Ich hörte Henry gar nicht mehr zu. Aus dem Augenwinkel nahm ich eine Person wahr, die schnurstracks auf uns zulief. Henry war vollkommen in seinem Redeschwall versunken, dass er die Person erst bemerkte, als diese ihn wegschubste, dass er auf den Boden taumelte.
„Was belästigst du meine Freundin?!", fauchte der Typ Henry an.
Noch nie war ich so dankbar, Grey vor mir stehen zu sehen. Wir waren seit einer halben Ewigkeit zusammen. Erst, weil unsere Eltern uns dazu gezwungen hatten, doch mit der Zeit hatten sich zwischen uns echte Gefühle entwickelt; zumindest galt dies für mich und Grey beteuerte mir dies immer wieder.
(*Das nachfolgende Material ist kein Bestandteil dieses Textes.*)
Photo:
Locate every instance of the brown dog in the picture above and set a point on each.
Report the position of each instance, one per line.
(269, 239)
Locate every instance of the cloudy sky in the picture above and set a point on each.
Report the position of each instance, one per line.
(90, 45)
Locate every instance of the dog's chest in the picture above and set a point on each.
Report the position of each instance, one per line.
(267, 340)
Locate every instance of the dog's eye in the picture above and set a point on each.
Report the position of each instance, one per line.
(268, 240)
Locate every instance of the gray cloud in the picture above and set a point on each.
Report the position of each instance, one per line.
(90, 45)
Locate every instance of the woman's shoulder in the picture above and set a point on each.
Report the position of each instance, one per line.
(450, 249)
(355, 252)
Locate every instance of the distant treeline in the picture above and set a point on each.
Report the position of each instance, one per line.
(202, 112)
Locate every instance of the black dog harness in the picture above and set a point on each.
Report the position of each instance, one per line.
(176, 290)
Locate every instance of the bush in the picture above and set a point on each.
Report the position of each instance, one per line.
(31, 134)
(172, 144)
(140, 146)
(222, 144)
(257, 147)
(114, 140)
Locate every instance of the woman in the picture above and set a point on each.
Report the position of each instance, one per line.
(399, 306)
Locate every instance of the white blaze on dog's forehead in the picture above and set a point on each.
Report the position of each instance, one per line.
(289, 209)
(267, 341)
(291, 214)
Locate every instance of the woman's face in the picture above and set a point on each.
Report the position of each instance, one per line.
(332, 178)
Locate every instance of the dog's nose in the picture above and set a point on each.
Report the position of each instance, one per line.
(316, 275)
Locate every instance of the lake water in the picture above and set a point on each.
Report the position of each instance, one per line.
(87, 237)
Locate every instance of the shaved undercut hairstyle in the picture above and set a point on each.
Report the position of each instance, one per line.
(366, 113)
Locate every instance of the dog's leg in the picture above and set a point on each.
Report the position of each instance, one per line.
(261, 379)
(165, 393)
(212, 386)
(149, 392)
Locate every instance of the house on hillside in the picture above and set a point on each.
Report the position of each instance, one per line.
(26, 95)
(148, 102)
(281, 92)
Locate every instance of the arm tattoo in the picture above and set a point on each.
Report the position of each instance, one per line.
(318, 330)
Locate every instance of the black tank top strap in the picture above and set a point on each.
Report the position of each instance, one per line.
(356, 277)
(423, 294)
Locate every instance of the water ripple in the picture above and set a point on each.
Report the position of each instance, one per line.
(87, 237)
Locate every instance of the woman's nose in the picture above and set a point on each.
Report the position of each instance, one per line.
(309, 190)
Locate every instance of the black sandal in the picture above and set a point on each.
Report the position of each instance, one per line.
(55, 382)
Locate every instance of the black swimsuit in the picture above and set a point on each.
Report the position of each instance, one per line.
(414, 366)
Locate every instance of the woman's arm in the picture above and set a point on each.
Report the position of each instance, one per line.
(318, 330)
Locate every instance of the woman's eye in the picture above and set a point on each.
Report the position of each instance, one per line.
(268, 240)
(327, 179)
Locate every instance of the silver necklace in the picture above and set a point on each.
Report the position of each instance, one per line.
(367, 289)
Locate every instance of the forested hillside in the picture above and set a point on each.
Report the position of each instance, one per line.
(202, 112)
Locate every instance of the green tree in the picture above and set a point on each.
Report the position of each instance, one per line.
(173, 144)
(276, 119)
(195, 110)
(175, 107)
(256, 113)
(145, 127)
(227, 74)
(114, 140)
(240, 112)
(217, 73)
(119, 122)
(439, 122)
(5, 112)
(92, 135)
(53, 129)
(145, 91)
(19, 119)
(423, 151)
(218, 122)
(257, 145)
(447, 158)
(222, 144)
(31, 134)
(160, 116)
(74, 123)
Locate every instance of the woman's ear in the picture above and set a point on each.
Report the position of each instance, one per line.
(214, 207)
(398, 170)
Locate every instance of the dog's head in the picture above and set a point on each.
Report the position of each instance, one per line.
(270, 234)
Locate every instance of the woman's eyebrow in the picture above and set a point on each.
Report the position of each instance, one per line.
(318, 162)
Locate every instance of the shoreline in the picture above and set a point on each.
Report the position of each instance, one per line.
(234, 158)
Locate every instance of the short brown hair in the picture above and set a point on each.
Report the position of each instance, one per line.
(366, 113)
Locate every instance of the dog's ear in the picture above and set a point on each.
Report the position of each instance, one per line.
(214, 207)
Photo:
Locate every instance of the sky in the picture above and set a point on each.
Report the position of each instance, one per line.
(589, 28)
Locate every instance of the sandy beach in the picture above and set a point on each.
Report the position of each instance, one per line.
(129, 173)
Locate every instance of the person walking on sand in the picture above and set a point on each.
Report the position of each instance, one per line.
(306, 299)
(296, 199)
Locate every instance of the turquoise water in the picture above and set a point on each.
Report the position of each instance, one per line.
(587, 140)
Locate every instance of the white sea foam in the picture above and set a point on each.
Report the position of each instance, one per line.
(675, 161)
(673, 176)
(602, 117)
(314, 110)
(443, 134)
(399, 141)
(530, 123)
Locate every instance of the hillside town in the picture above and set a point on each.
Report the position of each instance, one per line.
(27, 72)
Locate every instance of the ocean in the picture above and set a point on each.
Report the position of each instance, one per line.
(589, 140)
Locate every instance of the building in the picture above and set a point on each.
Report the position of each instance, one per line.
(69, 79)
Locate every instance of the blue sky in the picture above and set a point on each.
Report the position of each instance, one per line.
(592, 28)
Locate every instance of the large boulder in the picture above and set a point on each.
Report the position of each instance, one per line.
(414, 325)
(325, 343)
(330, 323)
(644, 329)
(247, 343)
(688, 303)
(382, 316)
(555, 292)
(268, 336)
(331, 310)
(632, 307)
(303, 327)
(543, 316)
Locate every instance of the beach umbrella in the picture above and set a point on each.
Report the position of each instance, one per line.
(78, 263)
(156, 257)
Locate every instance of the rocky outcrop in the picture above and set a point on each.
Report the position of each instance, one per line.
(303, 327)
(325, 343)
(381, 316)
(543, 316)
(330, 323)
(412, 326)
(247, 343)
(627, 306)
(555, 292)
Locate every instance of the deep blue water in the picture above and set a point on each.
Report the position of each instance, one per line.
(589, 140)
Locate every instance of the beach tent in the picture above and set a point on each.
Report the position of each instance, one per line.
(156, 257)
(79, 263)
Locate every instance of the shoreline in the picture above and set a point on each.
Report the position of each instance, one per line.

„Schlimm genug, dass dieser Abschaum sich im selben Klassenraum wie wir aufhalten darf. Sein Stipendium wird ihn nicht vor der Arbeitslosigkeit bewahren können."
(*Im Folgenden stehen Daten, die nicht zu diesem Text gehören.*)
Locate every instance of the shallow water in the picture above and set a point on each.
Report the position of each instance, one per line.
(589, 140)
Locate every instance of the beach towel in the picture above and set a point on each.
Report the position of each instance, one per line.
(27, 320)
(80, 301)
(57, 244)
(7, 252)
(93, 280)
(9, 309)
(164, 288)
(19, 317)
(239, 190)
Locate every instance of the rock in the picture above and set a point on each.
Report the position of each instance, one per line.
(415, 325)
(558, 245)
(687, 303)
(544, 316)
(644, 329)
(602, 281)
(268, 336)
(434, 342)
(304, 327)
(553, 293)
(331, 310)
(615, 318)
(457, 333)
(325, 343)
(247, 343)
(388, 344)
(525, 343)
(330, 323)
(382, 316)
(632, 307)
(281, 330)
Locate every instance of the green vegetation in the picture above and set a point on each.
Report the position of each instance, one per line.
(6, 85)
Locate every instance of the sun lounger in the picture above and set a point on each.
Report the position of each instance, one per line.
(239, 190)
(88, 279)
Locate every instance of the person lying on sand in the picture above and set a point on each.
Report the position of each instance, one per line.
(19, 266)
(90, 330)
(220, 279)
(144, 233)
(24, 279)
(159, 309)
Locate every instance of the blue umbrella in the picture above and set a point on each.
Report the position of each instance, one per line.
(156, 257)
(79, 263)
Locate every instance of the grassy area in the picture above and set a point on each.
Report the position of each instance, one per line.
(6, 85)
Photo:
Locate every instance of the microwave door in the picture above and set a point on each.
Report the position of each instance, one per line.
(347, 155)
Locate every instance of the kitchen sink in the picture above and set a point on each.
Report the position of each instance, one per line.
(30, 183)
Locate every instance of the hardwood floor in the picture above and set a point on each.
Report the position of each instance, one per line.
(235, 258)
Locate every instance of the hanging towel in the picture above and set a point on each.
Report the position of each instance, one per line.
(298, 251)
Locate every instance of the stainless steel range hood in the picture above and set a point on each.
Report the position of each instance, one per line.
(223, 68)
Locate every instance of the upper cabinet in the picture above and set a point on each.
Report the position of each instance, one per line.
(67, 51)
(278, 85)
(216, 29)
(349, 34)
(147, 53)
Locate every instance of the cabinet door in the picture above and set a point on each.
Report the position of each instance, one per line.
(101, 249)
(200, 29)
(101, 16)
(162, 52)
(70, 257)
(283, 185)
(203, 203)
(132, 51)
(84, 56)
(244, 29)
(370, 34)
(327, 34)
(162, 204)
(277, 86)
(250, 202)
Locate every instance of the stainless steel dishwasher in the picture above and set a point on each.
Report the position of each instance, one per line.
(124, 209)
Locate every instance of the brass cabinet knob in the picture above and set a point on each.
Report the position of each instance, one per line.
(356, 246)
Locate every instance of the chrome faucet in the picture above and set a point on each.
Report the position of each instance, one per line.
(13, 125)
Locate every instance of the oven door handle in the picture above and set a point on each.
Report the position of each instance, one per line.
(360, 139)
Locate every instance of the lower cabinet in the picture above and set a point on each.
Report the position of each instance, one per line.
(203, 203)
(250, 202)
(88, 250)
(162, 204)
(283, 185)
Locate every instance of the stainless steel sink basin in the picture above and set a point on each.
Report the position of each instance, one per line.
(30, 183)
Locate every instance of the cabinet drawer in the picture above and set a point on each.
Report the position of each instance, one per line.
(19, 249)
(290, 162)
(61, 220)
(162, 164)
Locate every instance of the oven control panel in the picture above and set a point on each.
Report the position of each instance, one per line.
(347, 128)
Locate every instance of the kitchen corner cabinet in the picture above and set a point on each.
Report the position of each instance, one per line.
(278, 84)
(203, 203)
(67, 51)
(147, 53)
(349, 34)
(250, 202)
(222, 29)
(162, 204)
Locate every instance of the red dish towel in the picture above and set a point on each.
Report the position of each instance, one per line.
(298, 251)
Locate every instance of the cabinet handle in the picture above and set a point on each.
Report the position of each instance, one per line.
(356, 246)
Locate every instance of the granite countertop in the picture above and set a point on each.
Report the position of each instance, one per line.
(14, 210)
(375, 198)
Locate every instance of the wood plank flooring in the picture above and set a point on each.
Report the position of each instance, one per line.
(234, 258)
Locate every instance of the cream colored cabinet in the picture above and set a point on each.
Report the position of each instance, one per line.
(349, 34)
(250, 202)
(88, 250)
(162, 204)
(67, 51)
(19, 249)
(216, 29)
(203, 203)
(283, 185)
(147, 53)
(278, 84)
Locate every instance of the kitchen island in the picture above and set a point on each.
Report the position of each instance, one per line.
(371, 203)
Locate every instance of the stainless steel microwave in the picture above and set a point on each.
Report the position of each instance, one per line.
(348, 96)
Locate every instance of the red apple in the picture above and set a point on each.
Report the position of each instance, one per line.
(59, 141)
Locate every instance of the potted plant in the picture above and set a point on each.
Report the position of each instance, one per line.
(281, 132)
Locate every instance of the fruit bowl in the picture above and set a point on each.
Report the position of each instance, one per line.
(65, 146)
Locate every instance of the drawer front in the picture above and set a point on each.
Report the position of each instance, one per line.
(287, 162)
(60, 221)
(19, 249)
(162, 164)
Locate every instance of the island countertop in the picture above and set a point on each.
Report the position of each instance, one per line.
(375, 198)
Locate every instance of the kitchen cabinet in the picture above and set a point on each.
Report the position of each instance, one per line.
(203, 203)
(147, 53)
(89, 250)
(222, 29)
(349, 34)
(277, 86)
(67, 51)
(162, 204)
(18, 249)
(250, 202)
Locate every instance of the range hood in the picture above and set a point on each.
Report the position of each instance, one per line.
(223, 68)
Ugh, Lauris war auch hier. Aber klar, die Clique hielt immer zusammen. War schon eigenartig genug, dass sie nicht vollzählig waren.
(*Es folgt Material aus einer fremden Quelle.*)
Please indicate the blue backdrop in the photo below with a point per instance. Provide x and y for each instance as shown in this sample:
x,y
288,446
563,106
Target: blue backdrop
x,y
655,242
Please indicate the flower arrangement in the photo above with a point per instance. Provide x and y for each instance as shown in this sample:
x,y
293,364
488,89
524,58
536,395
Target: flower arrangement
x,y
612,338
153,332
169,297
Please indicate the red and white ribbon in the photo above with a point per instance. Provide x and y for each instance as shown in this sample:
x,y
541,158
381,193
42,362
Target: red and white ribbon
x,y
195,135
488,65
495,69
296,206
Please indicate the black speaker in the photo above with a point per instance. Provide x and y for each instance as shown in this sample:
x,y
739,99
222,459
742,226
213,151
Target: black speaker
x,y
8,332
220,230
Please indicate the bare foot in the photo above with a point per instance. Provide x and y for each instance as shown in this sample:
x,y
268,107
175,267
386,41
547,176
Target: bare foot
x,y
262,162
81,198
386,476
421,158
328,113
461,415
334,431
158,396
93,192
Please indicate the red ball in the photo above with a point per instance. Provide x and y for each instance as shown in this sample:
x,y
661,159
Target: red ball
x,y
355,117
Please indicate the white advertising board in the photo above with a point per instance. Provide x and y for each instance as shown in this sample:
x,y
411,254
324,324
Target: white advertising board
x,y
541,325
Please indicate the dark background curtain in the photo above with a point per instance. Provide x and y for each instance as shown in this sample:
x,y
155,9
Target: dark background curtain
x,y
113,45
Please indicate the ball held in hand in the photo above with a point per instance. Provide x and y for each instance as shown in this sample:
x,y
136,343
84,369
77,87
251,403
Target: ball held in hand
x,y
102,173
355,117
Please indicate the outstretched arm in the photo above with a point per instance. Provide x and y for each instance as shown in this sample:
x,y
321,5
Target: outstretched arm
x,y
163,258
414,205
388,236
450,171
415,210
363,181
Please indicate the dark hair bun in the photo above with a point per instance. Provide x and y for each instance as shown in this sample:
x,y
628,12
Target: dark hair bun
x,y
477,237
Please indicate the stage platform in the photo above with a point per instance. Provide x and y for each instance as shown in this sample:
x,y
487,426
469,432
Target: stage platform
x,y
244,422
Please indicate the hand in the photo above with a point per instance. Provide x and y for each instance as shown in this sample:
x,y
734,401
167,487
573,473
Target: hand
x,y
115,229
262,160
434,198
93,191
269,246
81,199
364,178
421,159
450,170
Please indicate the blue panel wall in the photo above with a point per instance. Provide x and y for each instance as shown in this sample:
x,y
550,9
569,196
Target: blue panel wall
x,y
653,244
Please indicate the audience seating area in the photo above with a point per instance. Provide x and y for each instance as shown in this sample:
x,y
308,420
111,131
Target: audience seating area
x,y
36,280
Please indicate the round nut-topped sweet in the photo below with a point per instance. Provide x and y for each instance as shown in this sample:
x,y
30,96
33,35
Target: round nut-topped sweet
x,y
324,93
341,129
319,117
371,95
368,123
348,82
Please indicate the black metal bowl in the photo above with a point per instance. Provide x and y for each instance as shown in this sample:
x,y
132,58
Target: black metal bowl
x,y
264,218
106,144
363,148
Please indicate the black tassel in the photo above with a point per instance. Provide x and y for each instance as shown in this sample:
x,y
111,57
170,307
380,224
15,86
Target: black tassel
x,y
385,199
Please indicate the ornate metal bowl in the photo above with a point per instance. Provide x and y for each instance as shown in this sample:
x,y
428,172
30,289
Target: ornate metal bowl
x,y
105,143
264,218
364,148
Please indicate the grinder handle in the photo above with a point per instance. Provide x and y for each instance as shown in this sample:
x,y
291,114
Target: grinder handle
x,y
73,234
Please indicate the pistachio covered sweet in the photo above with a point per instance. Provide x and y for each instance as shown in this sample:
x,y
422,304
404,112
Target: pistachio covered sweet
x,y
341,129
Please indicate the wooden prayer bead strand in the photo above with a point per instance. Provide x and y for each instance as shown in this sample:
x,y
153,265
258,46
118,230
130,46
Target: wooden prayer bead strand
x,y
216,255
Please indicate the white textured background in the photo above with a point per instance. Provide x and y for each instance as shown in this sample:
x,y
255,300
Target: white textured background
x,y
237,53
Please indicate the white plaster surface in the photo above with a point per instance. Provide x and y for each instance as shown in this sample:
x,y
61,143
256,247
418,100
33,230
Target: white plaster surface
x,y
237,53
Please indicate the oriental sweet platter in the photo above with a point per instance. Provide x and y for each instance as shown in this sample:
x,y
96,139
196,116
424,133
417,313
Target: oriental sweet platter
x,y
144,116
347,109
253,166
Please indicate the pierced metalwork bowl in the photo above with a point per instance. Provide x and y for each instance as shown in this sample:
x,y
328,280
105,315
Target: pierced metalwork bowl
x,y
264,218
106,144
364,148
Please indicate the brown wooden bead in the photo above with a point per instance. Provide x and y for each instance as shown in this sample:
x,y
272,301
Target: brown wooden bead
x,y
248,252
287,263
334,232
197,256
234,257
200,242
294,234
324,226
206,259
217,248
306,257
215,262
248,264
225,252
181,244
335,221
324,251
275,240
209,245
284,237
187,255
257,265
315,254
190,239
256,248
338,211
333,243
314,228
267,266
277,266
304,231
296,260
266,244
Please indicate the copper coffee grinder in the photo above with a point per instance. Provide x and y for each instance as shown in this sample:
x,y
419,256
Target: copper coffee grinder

Henry hatte sich aufgerappelt und konnte sich diesen Konter nicht verkneifen: „Mein Stipendium vielleicht nicht, aber meine Kräfte schon."
Lauris blickte Grey an, der Lauris anblickte. Man sah ihnen an, dass sie mit solch einer Aussage nicht gerechnet hatten. Grey konnte sich als erster fangen: „Willst du damit andeuten, zu den Auserwählten zu gehören?" Er konnte sich das Lachen schwer verkneifen.
„Ich werde den Moment genießen, wie ungläubig ihr schauen werdet, wenn mein Name aufgerufen wird."
„O Mann, hast du zu viel Klebstoff gerochen? Hat dir Mamilein nicht gesagt, dass das schädlich für dein Gehirn ist?"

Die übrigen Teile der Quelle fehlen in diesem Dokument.